In Search of Joy
Well this stinks! Ever felt that way before? Ever said that out load before or even thought it under your breath with only yourself and God as the audience? Yup; me too. We’ve all been there. The truth is that life does stink at times and those who appear to constantly live above the fray and claim no pain are probably not dealing with reality and know a Christianity other than what I know. When I read the Bible I don’t see perfection, at least not on this side of eternity. No, I don’t see “health and wealth and lack of problems.” I see . . . stink. I see real life in the Bible and the kind of life that we experience here in the 21st century. While the Bible was inspired by God, it was written through human agents who breathed the same air and problems we face today. They were human and at times their lives stunk as well. Elijah felt suicidal. David wept bitterly. Paul spoke of anxiety regarding a dear friend near death. Even Jesus, God in flesh, spoke of the problems of his age and ours and the fact that just like they hated him, they would hate his followers as well. Yes, I see loads of stink in life and in the Bible, but I also see hope.
This past Sunday we kicked off a series of studies at The Crossings entitled “In Search of Joy” from the book of Philippians. In the text, the apostle Paul wrote to some of the first Christians in the ancient city of Philippi and called them to “Rejoice in the Lord always. I will say again: Rejoice!” Maybe you read that and think he’s either got to be kidding or has stepped out of reality. Maybe he wrote that while kicking back on a Caribbean cruise or while relaxing at a mountain retreat at Lake Tahoe. I mean anyone can rejoice when the world is going your way. But what we find in the historical context is that Paul was actually in jail for Christ when he wrote those words around 61 AD. In addition, Paul was living with people who were using his imprisonment as an opportunity to advance their own cause while all the time cloaking their real motives in the guise of evangelistic opportunities. Yes, unholy church politics even existed in the first century just like today.
Somehow though, despite all the problems in Paul’s life at that time of which he could have focused on, he was able to look above the stink and see the bigger picture and truly rejoice. It’s interesting to note that in the little four chapter book of Philippians the word “rejoice” or some form of the word appears almost 20 times. You get the picture that maybe Paul knew something we don’t in the Western Church today. Throughout the text Paul hinged everything around Christ again and again. Because of Paul’s focus on Christ he was able to see the bigger picture, secure contentment in the present, and look forward to eternity to come.
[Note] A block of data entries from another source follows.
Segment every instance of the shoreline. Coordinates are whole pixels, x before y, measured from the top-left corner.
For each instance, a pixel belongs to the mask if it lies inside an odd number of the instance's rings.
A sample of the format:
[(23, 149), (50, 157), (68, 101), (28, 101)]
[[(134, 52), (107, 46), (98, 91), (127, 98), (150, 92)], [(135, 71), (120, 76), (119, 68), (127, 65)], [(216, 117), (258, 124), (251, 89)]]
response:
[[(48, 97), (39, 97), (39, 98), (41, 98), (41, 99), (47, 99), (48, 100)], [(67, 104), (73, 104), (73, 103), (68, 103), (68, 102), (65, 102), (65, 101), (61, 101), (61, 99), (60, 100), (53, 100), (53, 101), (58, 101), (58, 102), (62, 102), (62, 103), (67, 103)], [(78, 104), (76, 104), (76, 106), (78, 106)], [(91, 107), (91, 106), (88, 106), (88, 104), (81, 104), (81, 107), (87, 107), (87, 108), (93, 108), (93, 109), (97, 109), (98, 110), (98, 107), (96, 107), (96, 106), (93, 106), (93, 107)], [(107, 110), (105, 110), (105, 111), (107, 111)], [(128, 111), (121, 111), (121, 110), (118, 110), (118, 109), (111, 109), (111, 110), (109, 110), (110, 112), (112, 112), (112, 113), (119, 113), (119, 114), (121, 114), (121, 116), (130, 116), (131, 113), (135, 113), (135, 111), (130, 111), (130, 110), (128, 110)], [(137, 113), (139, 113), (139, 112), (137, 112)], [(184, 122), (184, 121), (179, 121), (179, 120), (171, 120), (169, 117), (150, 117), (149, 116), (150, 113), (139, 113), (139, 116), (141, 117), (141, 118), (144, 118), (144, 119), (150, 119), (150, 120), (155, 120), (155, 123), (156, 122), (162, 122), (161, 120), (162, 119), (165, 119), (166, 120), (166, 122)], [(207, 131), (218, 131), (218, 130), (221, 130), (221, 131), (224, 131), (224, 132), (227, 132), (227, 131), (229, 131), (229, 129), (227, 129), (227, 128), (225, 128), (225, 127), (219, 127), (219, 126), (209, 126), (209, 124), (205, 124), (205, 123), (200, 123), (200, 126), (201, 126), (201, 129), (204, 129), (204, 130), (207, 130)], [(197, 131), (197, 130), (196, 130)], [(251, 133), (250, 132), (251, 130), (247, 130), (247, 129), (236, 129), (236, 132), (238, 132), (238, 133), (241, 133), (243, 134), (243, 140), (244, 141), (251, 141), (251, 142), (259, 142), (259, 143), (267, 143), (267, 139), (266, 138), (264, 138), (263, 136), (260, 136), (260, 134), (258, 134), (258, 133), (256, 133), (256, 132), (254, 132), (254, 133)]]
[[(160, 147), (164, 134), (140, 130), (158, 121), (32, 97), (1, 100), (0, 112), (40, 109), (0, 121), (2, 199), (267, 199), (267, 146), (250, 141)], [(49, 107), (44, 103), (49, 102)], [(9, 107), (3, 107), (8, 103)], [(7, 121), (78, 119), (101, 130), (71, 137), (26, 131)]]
Because of Paul’s focus on Christ, he was able to rejoice in a way that the world around us simply cannot comprehend.
We live in a world that is consumed with self-absorption but devoid of true joy. It was into this kind of world that Paul wrote the book of Philippians which shined like stars in a dark night of the first century. Because those words of Paul were also inspired by God, they can likewise shine in the darkness of your world today. We’ll be unpacking this more fully at The Crossings in the weeks to come, but here are a few pointers to begin with. What else would you add?
-Turn off political talk radio for at least one week. Philip. 4:8.
-Send a “Thank You” note to someone.